We Can Only Have One President at a Time

William B. Turner
5 min readMar 21, 2019
2016 Election Results

It happens every time. We have any number of candidates for president, and only one wins. Durn it. The winner becomes president and the others do not. People who voted for the losers will feel some measure of disappointment no matter what system we use to choose the winner (singular).

1860 presidential election. (Depicting Abraham Lincoln dancing with a black woman was scandalous at the time)

The United States Constitution defines the method for choosing the president. The electoral college chooses the president:

“Each State shall appoint, in such Manner as the Legislature thereof may direct, a Number of Electors, equal to the whole Number of Senators and Representatives to which the State may be entitled in the Congress: but no Senator or Representative, or Person holding an Office of Trust or Profit under the United States, shall be appointed an Elector. U.S. Constitution, Article II, Section 1, paragraph 2.”
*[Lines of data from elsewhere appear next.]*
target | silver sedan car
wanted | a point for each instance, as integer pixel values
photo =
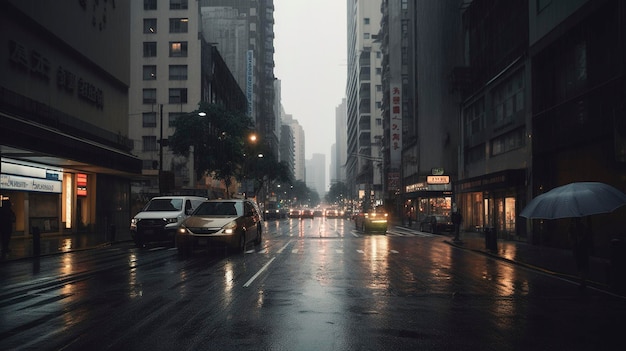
(232, 223)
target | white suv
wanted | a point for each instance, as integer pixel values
(160, 218)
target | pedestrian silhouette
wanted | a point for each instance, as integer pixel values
(457, 218)
(7, 218)
(582, 244)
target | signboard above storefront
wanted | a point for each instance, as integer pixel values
(438, 179)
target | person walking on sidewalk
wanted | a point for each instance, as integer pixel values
(457, 218)
(7, 218)
(580, 236)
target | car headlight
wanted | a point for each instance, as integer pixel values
(170, 220)
(230, 228)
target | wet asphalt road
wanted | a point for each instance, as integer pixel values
(313, 284)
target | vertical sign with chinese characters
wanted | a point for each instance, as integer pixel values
(395, 125)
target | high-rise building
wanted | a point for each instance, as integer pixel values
(65, 149)
(257, 54)
(364, 99)
(316, 174)
(339, 156)
(299, 149)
As the Twelfth Amendment specifies (the original method proved to be a disaster, so they amended the Constitution after the 1800 election to fix it), the electors meet in their states and vote for president, sending the results to the president of the Senate, who will open the envelopes in the presence of Congress and count them. If one candidate receives a majority of the votes, that person becomes president. If not, the House of Representatives chooses the president from among the top three winners in the electoral college. This almost never happens.

Note that there is no requirement in the Constitution for any popular vote in this process at all. The only reason why ordinary voters all over the country vote for president is that every state legislature chooses to do it that way. In theory, they could use another method consistently with the Constitution, but their voters might well turn them out.

Note also that each state gets a number of electors “equal to the whole Number of Senators and Representatives to which the State may be entitled in the Congress.” Every state gets two Senators, regardless of population, and in the original Constitution, state legislatures chose U.S. Senators (we changed that with the Seventeenth Amendment).